Recommendation systems are becoming increasingly important in today’s extremely busy world. People are always short on time with the myriad tasks they need to accomplish in the limited time span. It is a subclass of information filtering systems that seek to predict the rating or the preference a user might give to an item. In simple words, it is an algorithm that suggests relevant items to users. Therefore, the recommendation systems are important as they help them make the right choices without having to expend their cognitive resources.
Example:
- In the case of Netflix -> which movie to watch
- In the case of e-commerce websites/apps -> which product to buy
- In the case of e-reader apps (eg: Kindle) -> which book to read, and much more
The purpose of a recommendation system is basically to search for content that would be interesting to an individual. Moreover, it involves a number of factors to create personalised lists of useful and interesting content specific to each user. Recommendation systems are AI based algorithms that skim through all possible options and create a customized list of items that are interesting and relevant to an individual. These results are based on their profile, search/browsing history, what other people with similar traits/demographics are interested in, and how likely it is for the user to seek interest in similar content. This is achieved through predictive modeling and heuristics with the data available.
Content-based systems are the ones which use characteristic information and takes item attriubutes into consideration, for example, Twitter, Youtube, etc. Basically for a content based recommender system, the customized list of recommendations is prepared using 'tags'. Tracking which song is a user listening to, genre of songs that a user most frequently listens to, and much more. Based on these details, features are embedded into one unit and some valuable keywords are extracted to form what we call as 'tags'. These systems make recommendations using users' item and profile features. They hypothesize that if a user was interested in an item in the past, they might seek similar interest in some related content in the future.

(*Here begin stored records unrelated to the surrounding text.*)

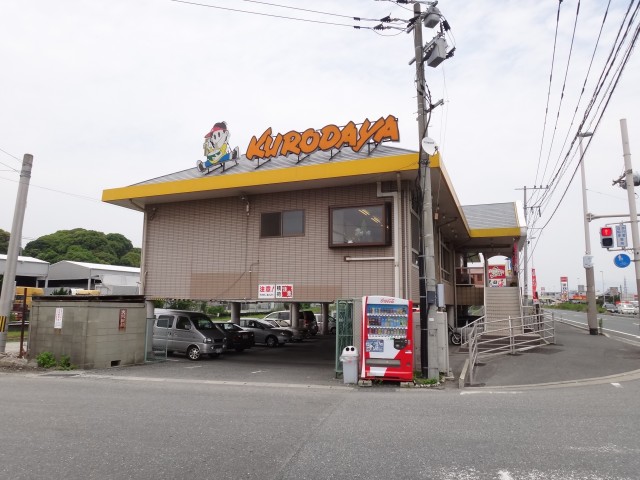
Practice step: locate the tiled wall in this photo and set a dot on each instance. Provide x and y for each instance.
(211, 249)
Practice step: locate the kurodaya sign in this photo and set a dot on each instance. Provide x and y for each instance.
(497, 272)
(328, 137)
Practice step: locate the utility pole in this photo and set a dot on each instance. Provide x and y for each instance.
(13, 250)
(428, 331)
(633, 213)
(587, 261)
(525, 277)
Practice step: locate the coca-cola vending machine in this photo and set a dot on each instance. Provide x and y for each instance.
(387, 339)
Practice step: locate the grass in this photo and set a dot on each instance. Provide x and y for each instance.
(14, 336)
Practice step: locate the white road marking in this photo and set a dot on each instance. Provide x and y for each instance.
(490, 392)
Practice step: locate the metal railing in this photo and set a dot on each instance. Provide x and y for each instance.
(485, 339)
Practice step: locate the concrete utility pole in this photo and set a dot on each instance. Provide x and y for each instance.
(14, 248)
(633, 213)
(525, 276)
(428, 308)
(592, 312)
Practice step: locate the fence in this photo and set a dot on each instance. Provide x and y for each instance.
(506, 336)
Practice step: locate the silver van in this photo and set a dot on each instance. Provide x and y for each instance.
(191, 333)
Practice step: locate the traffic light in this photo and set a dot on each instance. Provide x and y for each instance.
(606, 237)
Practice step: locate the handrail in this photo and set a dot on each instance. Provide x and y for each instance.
(484, 342)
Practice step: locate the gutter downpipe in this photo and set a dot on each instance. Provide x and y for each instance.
(396, 233)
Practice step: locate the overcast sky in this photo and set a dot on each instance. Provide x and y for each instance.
(107, 93)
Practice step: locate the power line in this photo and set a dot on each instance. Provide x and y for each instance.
(314, 11)
(237, 10)
(546, 110)
(82, 197)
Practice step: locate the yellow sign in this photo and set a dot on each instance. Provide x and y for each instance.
(328, 137)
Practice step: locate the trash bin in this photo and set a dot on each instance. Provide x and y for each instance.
(349, 359)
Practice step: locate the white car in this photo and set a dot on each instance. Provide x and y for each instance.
(332, 323)
(626, 308)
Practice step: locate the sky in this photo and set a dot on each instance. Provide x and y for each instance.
(108, 93)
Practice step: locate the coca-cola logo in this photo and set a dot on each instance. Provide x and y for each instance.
(496, 271)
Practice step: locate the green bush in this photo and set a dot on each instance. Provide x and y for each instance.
(65, 363)
(46, 360)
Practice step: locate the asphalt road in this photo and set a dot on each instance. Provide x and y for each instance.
(614, 324)
(98, 426)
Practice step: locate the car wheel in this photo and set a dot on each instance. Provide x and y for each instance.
(193, 353)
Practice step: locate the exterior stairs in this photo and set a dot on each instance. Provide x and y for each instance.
(502, 303)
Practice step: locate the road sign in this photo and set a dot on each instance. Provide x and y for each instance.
(621, 236)
(622, 260)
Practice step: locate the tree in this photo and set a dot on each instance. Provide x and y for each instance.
(4, 241)
(82, 245)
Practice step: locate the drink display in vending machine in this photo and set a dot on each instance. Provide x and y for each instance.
(387, 339)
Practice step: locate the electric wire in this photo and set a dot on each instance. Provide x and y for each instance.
(313, 11)
(31, 185)
(546, 110)
(271, 15)
(559, 172)
(614, 84)
(575, 112)
(564, 85)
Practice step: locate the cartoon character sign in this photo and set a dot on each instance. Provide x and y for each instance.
(216, 147)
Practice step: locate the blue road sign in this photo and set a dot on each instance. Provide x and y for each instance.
(622, 260)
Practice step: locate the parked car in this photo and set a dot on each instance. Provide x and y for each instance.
(332, 323)
(297, 335)
(191, 333)
(238, 338)
(626, 308)
(306, 320)
(266, 333)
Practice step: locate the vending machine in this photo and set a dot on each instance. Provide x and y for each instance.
(387, 339)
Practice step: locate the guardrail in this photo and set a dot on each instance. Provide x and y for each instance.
(506, 336)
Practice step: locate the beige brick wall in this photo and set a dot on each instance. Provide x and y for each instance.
(211, 249)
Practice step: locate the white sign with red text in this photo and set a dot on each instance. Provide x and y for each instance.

Collaborative filtering systems are the ones which are based on user-item interactions. The alogrithm clusters the users based on their similarity scores & interests. Collaborative filtering systems are based on the assumption that if a user likes item A and another user likes the same item A as well as another item B then the first user could also be interested in the second item (i.e. item B). In this way the recommender system can considering recommending item B to the user A. For example, when we shop on Amazon it recommends new products saying “Customers who bought this also bought”. There are two types under collaborative-based recommendation systems:
- User-Based Collaborative Filtering: Rating of the item is done using the rating of neighbouring users. It is based on the notion of users’ similarity.
- Item-Based Collaborative Filtering: Rating of the item is predicted using the user’s own rating on neighbouring items. It is based on the notion of item similarity.
Hybrid systems are the ones which combine both types of information with the aim of avoiding problems that are generated when working with just one kind of these recommendation systems.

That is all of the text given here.